Financial Services Minister, Daniel Mulino, has directed Treasury to consult on the statutory options available to deal with the Compensation Scheme of Last Resort (CSLR) 2025–26 revised claims, fees and costs estimate.

At the start of July, the CSLR operator released the FY25–26 revised levy estimate, which lowered the amount attributable to the financial advice subsector to $67.3 million. However, as this is still significantly above the $20 million subsector cap, the CSLR now notified Mulino of the need for a special levy of $47.29 million.

Treasury’s consultation paper, released on 1 August, said the purpose of the consultation is to “seek stakeholder views on options” for how Minister Mulino should exercise his ministerial powers.

“The consultation takes place in the context of the post-implementation review of the Compensation Scheme of Last Resort announced by the government on 31 January 2025,” it said.

Treasury also said that the feedback would also inform the CSLR post-implementation review, scuppering any hope that the findings would be released soon.

Under the Corporations Act, the minister has a range of options at his disposal to deal with the amount above the subsector cap.

Broadly, these options include spreading the compensation payable by the CSLR over a longer period of time, applying a special levy to the subsector that has exceeded the cap, or applying a special levy across additional subsectors as well.

Importantly, as the consultation paper noted, the minister’s “power to exercise these options is discretionary” and there are no requirements for a particular action and, indeed, no time frame for the minister to make the decision.

The options available to Mulino are also not mutually exclusive, and he can choose to make a determination that “both imposes a special levy and spreads compensation out over a longer period, and may choose to make a determination that imposes a special levy that does not recover the full amount of the excess”.

“In circumstances where an amount that is less than the full excess is levied (including when no special levy is imposed), the amount of shortfall would be added to the CSLR operator’s estimates for subsequent levy periods,” the paper said.

Responding to the announcement, Financial Services Council (FSC) chief executive Blake Briggs said the FSC would “closely review the options outlined in the consultation paper”.

“The industry welcomes the minister’s engagement on the CSLR special levy,” Briggs said.

“In considering whether and how to determine a special levy, the minister should have regard to the risk of entrenching further moral hazard into the scheme through underwriting investment losses, the financial sustainability and viability of subsectors, and spreading the cost as widely as possible to minimise the burden on any one sector.”

He also urged the minister to “prioritise responding to the outcomes of Treasury’s review of the design of the scheme”, which was first announced in January.

“That review was established to assess the scheme’s framework, scope and sustainability on an ongoing basis.

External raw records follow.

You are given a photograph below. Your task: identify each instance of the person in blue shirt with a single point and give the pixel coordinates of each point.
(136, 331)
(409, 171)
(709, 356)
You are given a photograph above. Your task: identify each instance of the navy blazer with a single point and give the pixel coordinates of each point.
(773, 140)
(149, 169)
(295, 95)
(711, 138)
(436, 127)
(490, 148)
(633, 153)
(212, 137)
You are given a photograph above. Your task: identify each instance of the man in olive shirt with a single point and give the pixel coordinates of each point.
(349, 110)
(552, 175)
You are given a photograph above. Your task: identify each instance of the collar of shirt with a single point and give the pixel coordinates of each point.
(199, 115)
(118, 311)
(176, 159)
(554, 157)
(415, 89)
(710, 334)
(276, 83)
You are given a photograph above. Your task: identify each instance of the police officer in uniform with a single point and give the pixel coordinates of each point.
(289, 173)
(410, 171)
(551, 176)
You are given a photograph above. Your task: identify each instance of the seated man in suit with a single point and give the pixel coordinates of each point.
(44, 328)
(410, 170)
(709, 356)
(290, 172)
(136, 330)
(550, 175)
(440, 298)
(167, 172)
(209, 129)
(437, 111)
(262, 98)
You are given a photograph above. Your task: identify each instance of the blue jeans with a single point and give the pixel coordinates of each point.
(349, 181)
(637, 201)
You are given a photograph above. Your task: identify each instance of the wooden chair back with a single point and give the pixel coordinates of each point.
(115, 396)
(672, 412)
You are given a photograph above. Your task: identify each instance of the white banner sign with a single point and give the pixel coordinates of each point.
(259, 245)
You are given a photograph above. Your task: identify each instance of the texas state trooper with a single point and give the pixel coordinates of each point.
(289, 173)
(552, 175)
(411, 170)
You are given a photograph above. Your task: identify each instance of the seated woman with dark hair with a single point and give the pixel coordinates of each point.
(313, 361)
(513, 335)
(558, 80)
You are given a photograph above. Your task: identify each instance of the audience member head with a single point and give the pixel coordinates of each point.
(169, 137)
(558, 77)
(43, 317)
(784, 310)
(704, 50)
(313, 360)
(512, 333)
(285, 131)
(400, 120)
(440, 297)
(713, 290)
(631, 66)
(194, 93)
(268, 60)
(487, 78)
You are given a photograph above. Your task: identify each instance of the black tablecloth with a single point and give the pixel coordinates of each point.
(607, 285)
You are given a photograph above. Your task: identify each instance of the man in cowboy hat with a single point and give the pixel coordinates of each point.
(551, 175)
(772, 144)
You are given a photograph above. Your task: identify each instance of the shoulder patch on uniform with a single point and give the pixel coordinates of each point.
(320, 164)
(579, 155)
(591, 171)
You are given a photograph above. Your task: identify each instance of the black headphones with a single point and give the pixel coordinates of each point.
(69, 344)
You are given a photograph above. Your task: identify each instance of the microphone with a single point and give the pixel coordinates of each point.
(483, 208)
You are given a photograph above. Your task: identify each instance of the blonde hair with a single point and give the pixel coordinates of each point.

If the industry is going to bear the costs of the $47 million special levy, the industry needs assurance that the scheme will not continue to blow out year on year,” Briggs said.

“Already we have seen the scheme blow out by 840 per cent from Treasury’s initial estimate of $8.1 million per year to $75.7 million. It is simply not sustainable to have an indeterminate and growing liability being imposed on the parts of the sector doing the right thing, to pay for the sins of others.”